E2.1 ELM v2 Data Architecture

                    

Poster TitleA new data architecture for ELM v2: implications for coupling and simulation of disturbance
AuthorsPeter Thornton, Teklu Tesfa, Michael Brunke
First AuthorPeter Thornton
Session TypeE3SM Session
Session IDE2
Submission TypePoster
GroupLand
Experiment
Poster Link




Abstract

A new data architecture is being implemented for ELM v2, which introduces a new level in the nested sub-grid hierarchy, standardizes the science basis for coupling to other E3SM components, and provides a foundation for new functionality that represents the influence of time-since-disturbance on states and fluxes tracked at the level of the soil column. The first stage of this development work, now complete, has standardized the topology information stored for each level of the ELM sub-grid hierarchy, and has introduced the topographic unit as a new sub-grid level. That creates a hierarchy arranged as: gridcell - topounit - landunit - column - vegetation (pft) - cohort (used by FATES). In ELM v1, near-surface weather forcings from the atmosphere to the land were delivered at the gridcell level, with some downscaling applied to some fields to produce column-level quantities, in support of the dynamic land ice model.

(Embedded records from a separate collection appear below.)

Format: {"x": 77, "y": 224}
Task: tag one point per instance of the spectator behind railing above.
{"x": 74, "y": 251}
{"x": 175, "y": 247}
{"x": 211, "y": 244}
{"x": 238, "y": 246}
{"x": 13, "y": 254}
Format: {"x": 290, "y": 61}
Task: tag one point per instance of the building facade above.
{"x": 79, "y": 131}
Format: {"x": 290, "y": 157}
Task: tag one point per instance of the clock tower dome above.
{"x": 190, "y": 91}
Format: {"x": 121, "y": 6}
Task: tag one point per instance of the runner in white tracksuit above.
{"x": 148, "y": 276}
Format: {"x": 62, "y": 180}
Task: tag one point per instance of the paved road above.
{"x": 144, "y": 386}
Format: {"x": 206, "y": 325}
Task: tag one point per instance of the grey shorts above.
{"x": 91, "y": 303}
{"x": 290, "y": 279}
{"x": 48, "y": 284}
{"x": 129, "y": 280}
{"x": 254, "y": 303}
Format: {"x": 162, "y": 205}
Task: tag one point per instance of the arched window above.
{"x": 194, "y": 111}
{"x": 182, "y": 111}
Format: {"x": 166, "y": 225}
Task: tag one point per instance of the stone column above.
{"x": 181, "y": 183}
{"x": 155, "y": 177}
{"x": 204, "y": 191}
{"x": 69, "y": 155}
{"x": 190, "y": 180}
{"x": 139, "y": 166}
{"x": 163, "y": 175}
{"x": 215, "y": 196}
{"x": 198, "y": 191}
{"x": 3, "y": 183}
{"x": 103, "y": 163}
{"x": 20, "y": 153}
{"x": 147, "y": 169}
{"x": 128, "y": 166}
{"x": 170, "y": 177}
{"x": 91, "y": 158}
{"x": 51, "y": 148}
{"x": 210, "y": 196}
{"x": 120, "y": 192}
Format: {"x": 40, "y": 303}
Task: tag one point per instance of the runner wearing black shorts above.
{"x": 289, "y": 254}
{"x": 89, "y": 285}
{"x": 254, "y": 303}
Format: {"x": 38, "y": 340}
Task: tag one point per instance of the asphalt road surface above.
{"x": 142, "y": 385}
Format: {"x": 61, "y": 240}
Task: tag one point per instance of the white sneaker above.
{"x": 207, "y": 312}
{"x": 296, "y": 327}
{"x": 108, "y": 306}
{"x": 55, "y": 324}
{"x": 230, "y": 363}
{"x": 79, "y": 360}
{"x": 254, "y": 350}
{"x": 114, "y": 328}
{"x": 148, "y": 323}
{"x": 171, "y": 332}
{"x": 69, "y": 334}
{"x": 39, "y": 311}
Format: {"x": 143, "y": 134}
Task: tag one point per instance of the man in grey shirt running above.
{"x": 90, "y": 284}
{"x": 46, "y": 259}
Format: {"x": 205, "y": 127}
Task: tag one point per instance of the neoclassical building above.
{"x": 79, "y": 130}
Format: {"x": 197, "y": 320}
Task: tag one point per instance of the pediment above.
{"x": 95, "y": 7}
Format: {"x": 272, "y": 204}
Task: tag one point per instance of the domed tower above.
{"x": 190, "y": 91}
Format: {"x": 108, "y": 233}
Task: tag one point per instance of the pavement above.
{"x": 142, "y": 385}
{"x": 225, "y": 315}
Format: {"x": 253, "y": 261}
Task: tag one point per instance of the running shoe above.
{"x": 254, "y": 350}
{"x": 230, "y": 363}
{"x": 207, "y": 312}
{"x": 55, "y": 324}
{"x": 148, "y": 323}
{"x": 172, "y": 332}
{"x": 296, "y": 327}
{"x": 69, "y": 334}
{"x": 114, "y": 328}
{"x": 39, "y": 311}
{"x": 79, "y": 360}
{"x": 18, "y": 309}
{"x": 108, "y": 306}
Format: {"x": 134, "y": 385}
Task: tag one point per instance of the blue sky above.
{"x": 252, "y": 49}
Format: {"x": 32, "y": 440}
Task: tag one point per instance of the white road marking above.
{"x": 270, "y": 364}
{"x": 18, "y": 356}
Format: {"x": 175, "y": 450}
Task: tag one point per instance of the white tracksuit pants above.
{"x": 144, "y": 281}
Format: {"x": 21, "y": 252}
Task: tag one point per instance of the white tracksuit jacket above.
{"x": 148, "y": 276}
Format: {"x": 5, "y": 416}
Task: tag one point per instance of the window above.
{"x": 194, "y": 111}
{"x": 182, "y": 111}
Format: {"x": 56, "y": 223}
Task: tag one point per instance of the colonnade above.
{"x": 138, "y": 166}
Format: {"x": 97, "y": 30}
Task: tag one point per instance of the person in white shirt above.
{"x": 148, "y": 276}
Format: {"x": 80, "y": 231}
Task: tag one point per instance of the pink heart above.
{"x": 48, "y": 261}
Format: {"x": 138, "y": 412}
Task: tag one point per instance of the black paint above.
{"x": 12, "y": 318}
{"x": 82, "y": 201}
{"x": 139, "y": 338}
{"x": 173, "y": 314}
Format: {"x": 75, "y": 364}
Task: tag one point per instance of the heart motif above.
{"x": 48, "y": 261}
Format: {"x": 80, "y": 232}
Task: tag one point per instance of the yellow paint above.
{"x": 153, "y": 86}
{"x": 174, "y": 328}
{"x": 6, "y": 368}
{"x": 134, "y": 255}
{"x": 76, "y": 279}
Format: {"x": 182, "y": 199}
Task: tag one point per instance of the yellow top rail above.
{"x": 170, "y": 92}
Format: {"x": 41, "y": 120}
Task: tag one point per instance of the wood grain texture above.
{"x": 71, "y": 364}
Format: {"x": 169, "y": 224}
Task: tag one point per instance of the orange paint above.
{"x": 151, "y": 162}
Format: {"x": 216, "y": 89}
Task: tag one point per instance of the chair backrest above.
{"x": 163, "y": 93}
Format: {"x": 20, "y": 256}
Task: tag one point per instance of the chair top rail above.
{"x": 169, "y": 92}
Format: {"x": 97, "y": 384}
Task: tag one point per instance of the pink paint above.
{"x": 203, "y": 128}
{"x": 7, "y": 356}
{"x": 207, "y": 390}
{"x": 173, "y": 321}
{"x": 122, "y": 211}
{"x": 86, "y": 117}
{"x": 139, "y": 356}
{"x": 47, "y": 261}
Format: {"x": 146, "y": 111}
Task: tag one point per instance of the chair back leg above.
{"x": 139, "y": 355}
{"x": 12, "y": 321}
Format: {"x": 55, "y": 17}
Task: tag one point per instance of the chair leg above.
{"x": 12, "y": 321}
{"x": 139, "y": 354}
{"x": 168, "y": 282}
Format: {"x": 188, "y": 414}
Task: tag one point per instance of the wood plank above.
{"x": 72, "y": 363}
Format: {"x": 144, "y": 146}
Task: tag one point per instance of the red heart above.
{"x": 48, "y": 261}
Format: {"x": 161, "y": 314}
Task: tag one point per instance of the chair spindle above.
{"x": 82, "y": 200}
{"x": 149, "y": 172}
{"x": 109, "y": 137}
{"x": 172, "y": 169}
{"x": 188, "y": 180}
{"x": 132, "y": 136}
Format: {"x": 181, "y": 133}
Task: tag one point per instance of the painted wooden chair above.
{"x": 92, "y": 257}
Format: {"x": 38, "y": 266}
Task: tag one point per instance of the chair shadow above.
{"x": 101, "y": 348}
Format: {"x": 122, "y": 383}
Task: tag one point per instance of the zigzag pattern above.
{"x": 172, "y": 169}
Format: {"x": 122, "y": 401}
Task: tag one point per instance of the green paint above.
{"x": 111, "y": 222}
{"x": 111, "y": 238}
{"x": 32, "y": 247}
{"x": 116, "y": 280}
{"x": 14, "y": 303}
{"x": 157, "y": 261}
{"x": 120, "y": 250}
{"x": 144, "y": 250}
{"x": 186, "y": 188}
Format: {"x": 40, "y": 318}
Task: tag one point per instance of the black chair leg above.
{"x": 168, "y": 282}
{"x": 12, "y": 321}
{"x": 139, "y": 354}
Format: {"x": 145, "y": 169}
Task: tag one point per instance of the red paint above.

In ELM v2, all surface weather forcing is delivered from the atmosphere to the land at the level of the topographic unit (topounit), where differences in elevation, slope and aspect can be downscaled consistently, or delivered from independent atmospheric physics columns. The new architecture also provides flexibility for forcings from other coupled components (e.g. river model, or eventually a coastal ocean) to be applied to the land sub-grid at other levels, as appropriate. The second stage of this development, underway now and scheduled for completion in CY 2018, divides the state and flux variables for water, energy, carbon, and nutrients into subsets that are native either to the soil column or to the vegetation or plant functional type (PFT) sub-grid level. This structural change provides more clarity in the code about which variables are maintained at which sub-grid level, and where to find variables within the fundamental data types. It also lays the foundation for new science by implementing an arbitrary number of soil columns on each vegetated landunit, and providing a data mechanism for tracking both the land area associated with each soil column and an area-associated distribution of time-since-disturbance within each of those columns. Examples of the new data structures are shown, illustrating the standardized topologies, atmospheric coupling, potential for component coupling at other sub-grid levels, and implementation for the purpose of improved simulation of disturbance effects.